[Python] - dealing with large text files

#1
Hi,
I have a large file (2 GB) with 4 columns that I want to read and extract some info from. The data looks like this:

CHR START END A
1 10583 10583 0.14
1 10611 10611 0.02
1 13302 13302 0.11

I also have another file from where I have extracted a string to be compared with col1:col2:col3. If there is a match extract col4 "A" The file is to large and my computer does not fancy that. Could anyone help me?
 

Dason

Ambassador to the humans
#2
Re: Python - dealing with large text files

Can you provide some sample input (you already have this), what you're comparing it to and what you want to get out of it as a result? Thanks.
 
#3
Re: Python - dealing with large text files

I have a few thoughts, though the info Dason requested would be helpful:

You'll want to read the large file line-by-line since you don't want to store all 2Gb in memory. If you use a for loop on a file, Python will run through it one line at a time:

Code:
file = open( 'filename', 'r' )
for line in file:
    # Do something
The csv module may be helpful for parsing, or you can just do line.split('separator') to get a list of your column values.

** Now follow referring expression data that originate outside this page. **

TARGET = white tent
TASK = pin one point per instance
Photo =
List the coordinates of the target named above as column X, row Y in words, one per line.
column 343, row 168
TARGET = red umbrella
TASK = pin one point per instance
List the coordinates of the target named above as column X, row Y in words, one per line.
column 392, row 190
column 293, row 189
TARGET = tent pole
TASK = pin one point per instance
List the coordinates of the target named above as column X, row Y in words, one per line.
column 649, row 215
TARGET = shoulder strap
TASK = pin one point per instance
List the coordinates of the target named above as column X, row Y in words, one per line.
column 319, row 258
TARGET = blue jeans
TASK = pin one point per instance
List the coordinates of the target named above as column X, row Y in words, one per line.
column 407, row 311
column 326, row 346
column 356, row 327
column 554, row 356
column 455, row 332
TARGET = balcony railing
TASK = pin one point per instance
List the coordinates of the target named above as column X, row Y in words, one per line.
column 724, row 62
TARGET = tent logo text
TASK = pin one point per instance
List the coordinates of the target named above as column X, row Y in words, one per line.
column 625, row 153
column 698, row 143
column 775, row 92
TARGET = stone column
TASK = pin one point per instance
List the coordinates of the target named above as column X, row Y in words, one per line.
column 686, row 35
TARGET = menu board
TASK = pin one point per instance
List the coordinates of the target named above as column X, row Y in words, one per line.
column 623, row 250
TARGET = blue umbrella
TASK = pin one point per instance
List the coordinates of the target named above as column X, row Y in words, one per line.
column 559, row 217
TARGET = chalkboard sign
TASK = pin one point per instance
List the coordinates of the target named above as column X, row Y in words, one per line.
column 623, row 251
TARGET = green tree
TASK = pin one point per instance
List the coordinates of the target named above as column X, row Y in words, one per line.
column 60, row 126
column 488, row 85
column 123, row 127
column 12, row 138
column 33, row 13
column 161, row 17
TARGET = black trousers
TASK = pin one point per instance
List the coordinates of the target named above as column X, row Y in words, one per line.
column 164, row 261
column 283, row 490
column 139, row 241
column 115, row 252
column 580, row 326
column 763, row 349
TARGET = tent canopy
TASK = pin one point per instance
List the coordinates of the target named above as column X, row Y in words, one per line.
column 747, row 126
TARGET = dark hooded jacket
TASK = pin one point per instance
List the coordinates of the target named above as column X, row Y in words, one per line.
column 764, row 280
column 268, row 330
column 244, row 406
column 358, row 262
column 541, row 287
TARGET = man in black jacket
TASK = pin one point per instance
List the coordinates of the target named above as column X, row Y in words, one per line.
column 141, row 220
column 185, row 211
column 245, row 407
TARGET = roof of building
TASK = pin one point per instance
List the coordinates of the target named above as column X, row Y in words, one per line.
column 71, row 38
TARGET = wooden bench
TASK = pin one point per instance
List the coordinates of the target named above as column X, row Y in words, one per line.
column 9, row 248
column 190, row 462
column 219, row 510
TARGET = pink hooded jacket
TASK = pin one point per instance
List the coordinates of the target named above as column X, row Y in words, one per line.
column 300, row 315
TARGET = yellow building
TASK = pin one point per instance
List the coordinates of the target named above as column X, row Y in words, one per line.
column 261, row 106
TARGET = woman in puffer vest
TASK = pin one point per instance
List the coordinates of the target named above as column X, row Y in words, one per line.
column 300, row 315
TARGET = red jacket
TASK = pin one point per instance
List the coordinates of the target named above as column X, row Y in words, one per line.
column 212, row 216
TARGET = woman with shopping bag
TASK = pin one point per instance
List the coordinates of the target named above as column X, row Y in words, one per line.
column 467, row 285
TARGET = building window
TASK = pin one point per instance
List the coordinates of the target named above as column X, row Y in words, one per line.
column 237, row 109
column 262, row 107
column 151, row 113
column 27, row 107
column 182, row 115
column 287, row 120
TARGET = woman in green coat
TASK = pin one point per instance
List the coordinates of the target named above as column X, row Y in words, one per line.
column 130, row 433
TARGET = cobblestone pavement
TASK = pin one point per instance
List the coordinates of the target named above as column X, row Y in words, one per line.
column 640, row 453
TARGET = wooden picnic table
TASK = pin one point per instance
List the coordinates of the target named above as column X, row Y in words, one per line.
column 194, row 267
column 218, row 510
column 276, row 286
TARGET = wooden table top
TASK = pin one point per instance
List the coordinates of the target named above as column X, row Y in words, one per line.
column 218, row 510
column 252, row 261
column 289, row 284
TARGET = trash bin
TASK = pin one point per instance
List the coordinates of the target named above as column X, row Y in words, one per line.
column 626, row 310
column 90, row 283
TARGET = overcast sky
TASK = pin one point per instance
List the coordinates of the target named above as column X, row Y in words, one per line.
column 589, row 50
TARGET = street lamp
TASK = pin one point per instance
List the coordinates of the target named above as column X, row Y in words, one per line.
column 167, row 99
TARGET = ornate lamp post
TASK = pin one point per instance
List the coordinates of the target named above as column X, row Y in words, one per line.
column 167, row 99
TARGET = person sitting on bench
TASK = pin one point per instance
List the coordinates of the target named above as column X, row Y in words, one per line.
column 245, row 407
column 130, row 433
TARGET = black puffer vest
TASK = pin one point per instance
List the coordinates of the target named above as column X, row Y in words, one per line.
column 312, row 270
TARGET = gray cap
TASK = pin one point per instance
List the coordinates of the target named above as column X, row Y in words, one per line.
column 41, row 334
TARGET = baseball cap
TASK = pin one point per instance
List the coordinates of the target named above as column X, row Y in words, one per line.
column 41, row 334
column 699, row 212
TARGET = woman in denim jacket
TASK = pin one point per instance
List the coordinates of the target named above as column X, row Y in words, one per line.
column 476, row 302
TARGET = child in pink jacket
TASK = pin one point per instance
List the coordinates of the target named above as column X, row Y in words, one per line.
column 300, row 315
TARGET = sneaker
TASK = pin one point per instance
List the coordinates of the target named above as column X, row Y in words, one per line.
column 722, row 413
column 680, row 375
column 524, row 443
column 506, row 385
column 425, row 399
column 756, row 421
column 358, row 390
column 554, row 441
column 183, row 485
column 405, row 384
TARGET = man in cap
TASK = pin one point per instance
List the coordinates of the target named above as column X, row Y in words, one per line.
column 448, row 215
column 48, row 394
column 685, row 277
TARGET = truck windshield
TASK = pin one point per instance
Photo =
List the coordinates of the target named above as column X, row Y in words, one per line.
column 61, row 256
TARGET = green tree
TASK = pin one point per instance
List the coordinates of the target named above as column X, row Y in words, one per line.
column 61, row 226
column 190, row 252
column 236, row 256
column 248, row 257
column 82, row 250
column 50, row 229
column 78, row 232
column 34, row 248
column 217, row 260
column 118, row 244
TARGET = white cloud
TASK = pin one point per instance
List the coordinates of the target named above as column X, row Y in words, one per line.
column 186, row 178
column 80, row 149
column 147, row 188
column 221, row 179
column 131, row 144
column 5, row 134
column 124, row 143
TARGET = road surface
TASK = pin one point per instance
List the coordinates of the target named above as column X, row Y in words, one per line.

Once you've read a line, you'll want to check it right then for that string you found:

Code:
your_string = 'whatever the string is'
for line in file:
    values = line.split(' ')
    if your_string in values: # do something with values[3]
Probably not very efficient, but it will work!
 

Dason

Ambassador to the humans
#4
Re: Python - dealing with large text files

Yeah I wanted to know because like you said it's not too bad but it depends on what exactly they're looking for. Another alternative would be a short awk script.